And if that wasn’t enough, he’s now taken aim at Virat Kohli, the best batsman in the world. In a desperate cry for attention, Razzaq has claimed that Virat Kohli is not of a class with Sachin Tendulkar. I mean, sure - Sachin’s the best batsman of all-time, while Virat still has ten good years of cricket left in him. But for Razzaq, he believes that cricket has declined since his generation, in all departments.

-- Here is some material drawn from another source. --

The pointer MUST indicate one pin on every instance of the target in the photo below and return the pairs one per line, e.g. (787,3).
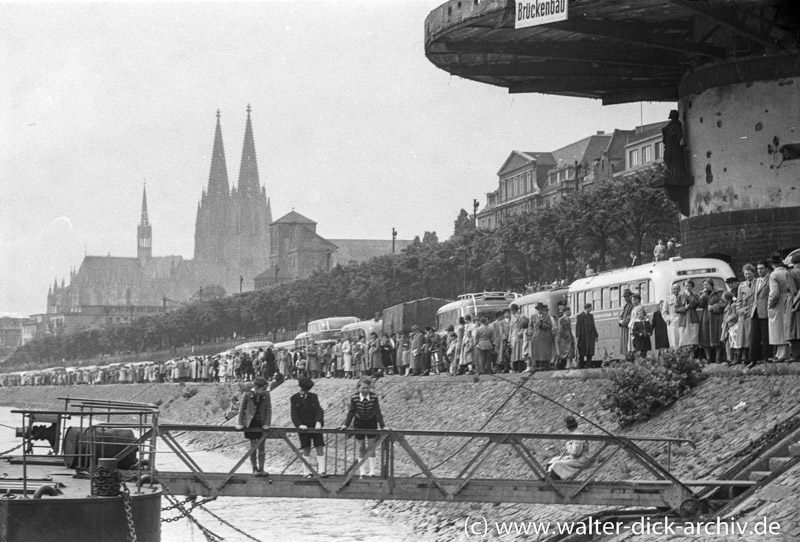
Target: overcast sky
(354,127)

In an interview with Cricket Pakistan, he said: "We are not seeing the same world-class players that we played against, say, between 1992 to 2007. T20 cricket has changed the game. There is no depth in bowling, batting, or fielding. It is all basic now. Look at Virat Kohli - when he scores, he scores. Yeah, he is a good player for them and is performing consistently, but I don't place him in the same class as Sachin Tendulkar, who was a different class altogether."
For one, we don’t understand that denigration of Kohli’s skills - “when he scores, he scores,”
In football, there’s a chant for people who do that - “Harry Kane, he scores when he wants,” and here it’s suddenly a measure of how Kohli isn’t a world-class player?
And if he’s using Kohli to describe how the quality of batting has declined due to T20 cricket, again, what?
Kohli, of all modern players - barring maybe Kane Williamson - uses the most textbook cricketing technique there is. If you want to complain about T20’s influence on the game, point to the likes of Andre Russell, or Yusuf Pathan, or any number of ‘T20 specialists’ who do nothing but swing their bats like clubs. Virat Kohli is the worst possible choice for that criticism. If you’ve ever watched him, you’d see his picture-perfect cover drive, one that should be compulsory viewing for budding cricketers across the world; or you’d see a straight drive that would make even Sachin sigh in delight as the ball whispers over the grass on its way to the fence.
This is all a very long way of saying Abdul Razzaq needs to stop, before he embarrasses himself further.